Vitamin D and calcium supplements
If you have entered the postmenopause stage of your journey, then osteoporosis, a skeletal condition which weakens your bones7, is one of your main health risks, again due to reduced estrogen, which is essential for bone health. However, you can do your bit to help reduce your chance of bone fractures by ensuring an intake of 1,200 mg/day calcium and 400-600 IU/day vitamin D.8
Sources of calcium and vitamin D include dairy products, dark green leafy vegetables and fortified foods such as soy products and cereals.9 Calcium and vitamin D supplements are also widely available however a healthy women should not need supplements as the RDA for vitamin D is 600 IU to 800 IU daily and daily intakes of 1,000 IU to 2,000 IU will usually ensure vitamin D adequacy for women at risk for osteroprosis.10 Always speak to your healthcare professional before taking any supplements to understand if they are right for you.

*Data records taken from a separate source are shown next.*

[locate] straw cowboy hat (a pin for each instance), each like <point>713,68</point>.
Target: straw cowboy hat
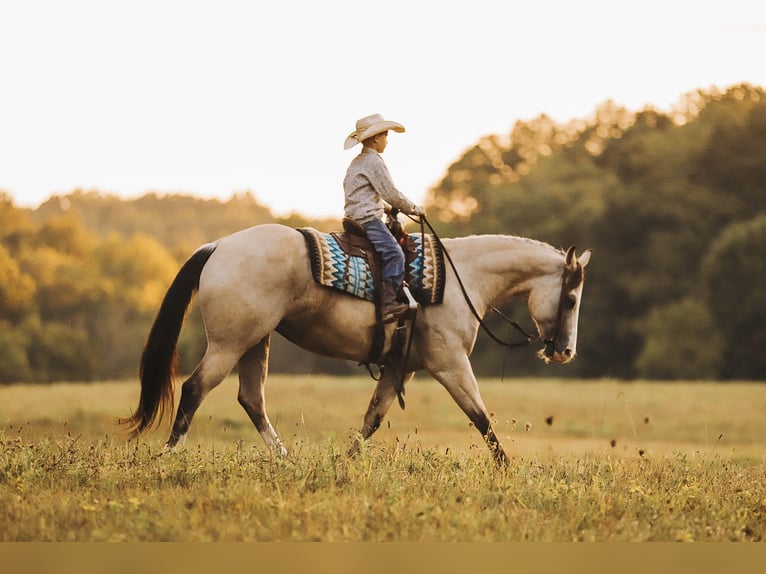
<point>370,126</point>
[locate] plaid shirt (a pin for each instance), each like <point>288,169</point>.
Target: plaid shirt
<point>367,185</point>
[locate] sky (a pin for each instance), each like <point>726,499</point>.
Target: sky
<point>222,97</point>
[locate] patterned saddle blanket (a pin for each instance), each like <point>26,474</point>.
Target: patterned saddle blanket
<point>348,263</point>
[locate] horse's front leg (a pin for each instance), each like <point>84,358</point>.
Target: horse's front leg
<point>253,369</point>
<point>382,397</point>
<point>458,378</point>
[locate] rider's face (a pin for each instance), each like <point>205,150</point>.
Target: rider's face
<point>380,141</point>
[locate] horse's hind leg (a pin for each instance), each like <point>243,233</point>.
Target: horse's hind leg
<point>382,397</point>
<point>211,370</point>
<point>253,369</point>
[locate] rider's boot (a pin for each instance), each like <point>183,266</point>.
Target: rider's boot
<point>391,308</point>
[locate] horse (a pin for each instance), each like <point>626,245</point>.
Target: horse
<point>259,280</point>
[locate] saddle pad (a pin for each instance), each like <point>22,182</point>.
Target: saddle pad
<point>334,268</point>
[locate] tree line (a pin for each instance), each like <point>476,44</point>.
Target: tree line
<point>672,203</point>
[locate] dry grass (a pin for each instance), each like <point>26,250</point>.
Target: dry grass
<point>687,464</point>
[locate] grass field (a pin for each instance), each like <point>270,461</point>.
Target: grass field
<point>591,461</point>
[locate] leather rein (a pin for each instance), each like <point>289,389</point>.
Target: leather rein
<point>530,338</point>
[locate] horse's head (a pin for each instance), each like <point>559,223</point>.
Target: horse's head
<point>554,304</point>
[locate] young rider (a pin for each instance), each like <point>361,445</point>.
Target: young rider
<point>368,188</point>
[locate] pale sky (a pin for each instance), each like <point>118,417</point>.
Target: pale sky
<point>220,97</point>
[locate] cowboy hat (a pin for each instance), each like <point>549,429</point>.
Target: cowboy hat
<point>370,126</point>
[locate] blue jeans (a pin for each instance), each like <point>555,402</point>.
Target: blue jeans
<point>388,249</point>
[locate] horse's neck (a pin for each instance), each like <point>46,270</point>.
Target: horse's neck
<point>500,267</point>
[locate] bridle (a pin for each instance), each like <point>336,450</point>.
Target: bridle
<point>530,338</point>
<point>550,343</point>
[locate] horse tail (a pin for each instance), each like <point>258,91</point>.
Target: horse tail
<point>159,360</point>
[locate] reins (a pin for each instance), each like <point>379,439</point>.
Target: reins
<point>530,338</point>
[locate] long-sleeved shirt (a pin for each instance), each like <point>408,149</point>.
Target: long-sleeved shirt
<point>367,185</point>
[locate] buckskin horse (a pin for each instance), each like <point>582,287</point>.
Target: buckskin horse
<point>259,280</point>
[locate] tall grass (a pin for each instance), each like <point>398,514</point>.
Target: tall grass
<point>687,464</point>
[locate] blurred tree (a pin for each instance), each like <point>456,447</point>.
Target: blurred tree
<point>17,289</point>
<point>681,341</point>
<point>734,272</point>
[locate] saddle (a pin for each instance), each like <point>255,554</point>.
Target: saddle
<point>346,261</point>
<point>354,242</point>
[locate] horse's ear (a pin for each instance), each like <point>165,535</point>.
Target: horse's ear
<point>570,256</point>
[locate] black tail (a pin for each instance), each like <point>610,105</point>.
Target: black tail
<point>159,360</point>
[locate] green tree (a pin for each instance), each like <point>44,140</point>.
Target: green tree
<point>681,341</point>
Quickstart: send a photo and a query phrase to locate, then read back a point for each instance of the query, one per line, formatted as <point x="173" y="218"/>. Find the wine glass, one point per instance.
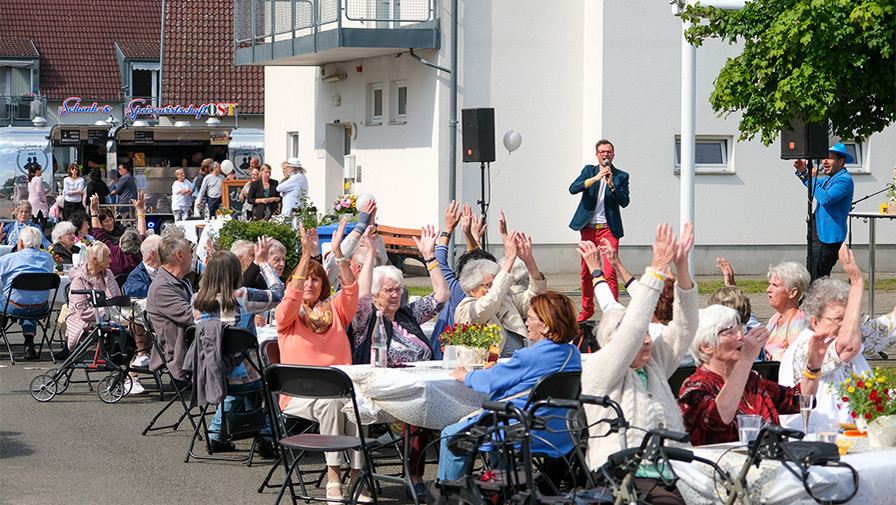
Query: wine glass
<point x="806" y="404"/>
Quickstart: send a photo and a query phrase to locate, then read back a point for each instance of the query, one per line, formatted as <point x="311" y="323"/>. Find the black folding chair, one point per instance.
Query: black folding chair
<point x="180" y="386"/>
<point x="315" y="382"/>
<point x="31" y="281"/>
<point x="242" y="342"/>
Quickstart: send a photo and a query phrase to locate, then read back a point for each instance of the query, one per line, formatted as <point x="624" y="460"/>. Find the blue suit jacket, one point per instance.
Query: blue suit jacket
<point x="613" y="199"/>
<point x="834" y="199"/>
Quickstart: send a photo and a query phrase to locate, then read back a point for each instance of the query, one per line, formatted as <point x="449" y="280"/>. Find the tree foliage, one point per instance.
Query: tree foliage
<point x="818" y="60"/>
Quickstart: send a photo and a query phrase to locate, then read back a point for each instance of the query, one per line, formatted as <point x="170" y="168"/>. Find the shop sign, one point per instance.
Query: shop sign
<point x="134" y="109"/>
<point x="72" y="104"/>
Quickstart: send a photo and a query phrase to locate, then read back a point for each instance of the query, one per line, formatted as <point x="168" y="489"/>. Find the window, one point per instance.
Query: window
<point x="711" y="155"/>
<point x="292" y="144"/>
<point x="399" y="101"/>
<point x="375" y="103"/>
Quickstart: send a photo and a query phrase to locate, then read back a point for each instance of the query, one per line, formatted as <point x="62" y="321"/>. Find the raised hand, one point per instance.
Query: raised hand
<point x="727" y="272"/>
<point x="663" y="247"/>
<point x="590" y="253"/>
<point x="427" y="241"/>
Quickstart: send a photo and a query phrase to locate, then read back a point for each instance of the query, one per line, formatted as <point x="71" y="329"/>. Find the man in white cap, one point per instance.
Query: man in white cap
<point x="211" y="189"/>
<point x="833" y="192"/>
<point x="294" y="188"/>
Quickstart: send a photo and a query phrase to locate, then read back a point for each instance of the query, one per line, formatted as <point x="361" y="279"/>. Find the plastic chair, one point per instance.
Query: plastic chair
<point x="235" y="341"/>
<point x="317" y="382"/>
<point x="180" y="386"/>
<point x="30" y="281"/>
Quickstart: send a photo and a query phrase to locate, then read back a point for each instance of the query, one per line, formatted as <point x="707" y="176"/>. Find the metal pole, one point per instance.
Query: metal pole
<point x="688" y="136"/>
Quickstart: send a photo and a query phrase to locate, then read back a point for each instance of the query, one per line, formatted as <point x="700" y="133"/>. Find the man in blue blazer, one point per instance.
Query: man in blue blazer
<point x="604" y="190"/>
<point x="833" y="196"/>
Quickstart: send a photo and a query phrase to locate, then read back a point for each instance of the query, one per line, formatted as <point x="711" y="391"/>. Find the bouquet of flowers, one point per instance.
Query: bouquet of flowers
<point x="868" y="395"/>
<point x="471" y="335"/>
<point x="346" y="205"/>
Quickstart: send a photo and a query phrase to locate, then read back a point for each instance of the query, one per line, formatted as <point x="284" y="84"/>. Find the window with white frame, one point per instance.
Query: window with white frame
<point x="712" y="154"/>
<point x="399" y="100"/>
<point x="292" y="144"/>
<point x="375" y="103"/>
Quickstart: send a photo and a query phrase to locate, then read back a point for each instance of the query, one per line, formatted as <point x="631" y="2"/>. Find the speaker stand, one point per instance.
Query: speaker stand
<point x="483" y="203"/>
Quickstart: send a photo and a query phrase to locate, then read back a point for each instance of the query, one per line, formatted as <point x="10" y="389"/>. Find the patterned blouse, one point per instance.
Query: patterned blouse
<point x="697" y="402"/>
<point x="405" y="346"/>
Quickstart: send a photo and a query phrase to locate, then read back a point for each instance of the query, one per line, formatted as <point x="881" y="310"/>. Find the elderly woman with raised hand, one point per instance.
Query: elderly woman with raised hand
<point x="835" y="308"/>
<point x="222" y="298"/>
<point x="489" y="299"/>
<point x="94" y="274"/>
<point x="64" y="238"/>
<point x="125" y="256"/>
<point x="629" y="367"/>
<point x="10" y="232"/>
<point x="724" y="384"/>
<point x="551" y="323"/>
<point x="787" y="282"/>
<point x="311" y="331"/>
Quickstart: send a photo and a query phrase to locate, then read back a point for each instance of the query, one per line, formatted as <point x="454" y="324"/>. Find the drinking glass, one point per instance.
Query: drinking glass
<point x="806" y="404"/>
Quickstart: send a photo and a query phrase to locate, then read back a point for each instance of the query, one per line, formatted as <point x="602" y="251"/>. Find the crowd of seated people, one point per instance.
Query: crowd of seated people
<point x="326" y="308"/>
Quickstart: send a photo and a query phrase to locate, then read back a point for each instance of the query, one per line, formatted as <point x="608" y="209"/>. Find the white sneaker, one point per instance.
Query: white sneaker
<point x="136" y="387"/>
<point x="141" y="361"/>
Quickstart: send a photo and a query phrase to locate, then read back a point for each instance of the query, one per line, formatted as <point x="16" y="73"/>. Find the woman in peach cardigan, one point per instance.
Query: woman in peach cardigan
<point x="311" y="331"/>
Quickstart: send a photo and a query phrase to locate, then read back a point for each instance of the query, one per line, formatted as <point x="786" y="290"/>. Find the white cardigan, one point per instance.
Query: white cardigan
<point x="609" y="371"/>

- https://www.mayoclinic.org/diseases-conditions/menopause/in-depth/hormone-therapy/ART-20046372 (accessed 27th June 2023)
- http://www.menopause.org/for-women/expert-answers-to-frequently-asked-questions-about-menopause/hormone-therapy-menopause-faqs (accessed 4th May 2023)
- https://www.mayoclinic.org/diseases-conditions/vaginal-atrophy/diagnosis-treatment/drc-20352294 (accessed 4th May 2023)
- The 2023 nonhormone therapy position statement of The North American Menopause Society. (2023). Menopause (New York, N.Y.), 30(6), 573–590. https://doi.org/10.1097/GME.0000000000002200
- CBT may be effective in managing menopause symptoms (medicalnewstoday.com) (accessed 4th May 2023)
- http://www.menopause.org/publications/clinical-care-recommendations/chapter-3-clinical-issues (accessed 4th May 2023)
- https://www.nia.nih.gov/health/osteoporosis (accessed 4th May 2023)
- North American Menopause Society (2006). The role of calcium in peri- and postmenopausal women: 2006 position statement of the North American Menopause Society. Menopause (New York, N.Y.), 13(6), 862–880. https://doi.org/10.1097/01.gme.0000243566.25205.0b
- https://www.mayoclinic.org/healthy-lifestyle/nutrition-and-healthy-eating/in-depth/calcium-supplements/art-20047097 (accessed 27th Jun 2023)
- 10. McClung, M.R. (2022) ‘Should vitamin D supplements be prescribed routinely for midlife women?’, Menopause, 29(11), pp. 1329–1330. doi:10.1097/gme.0000000000002066.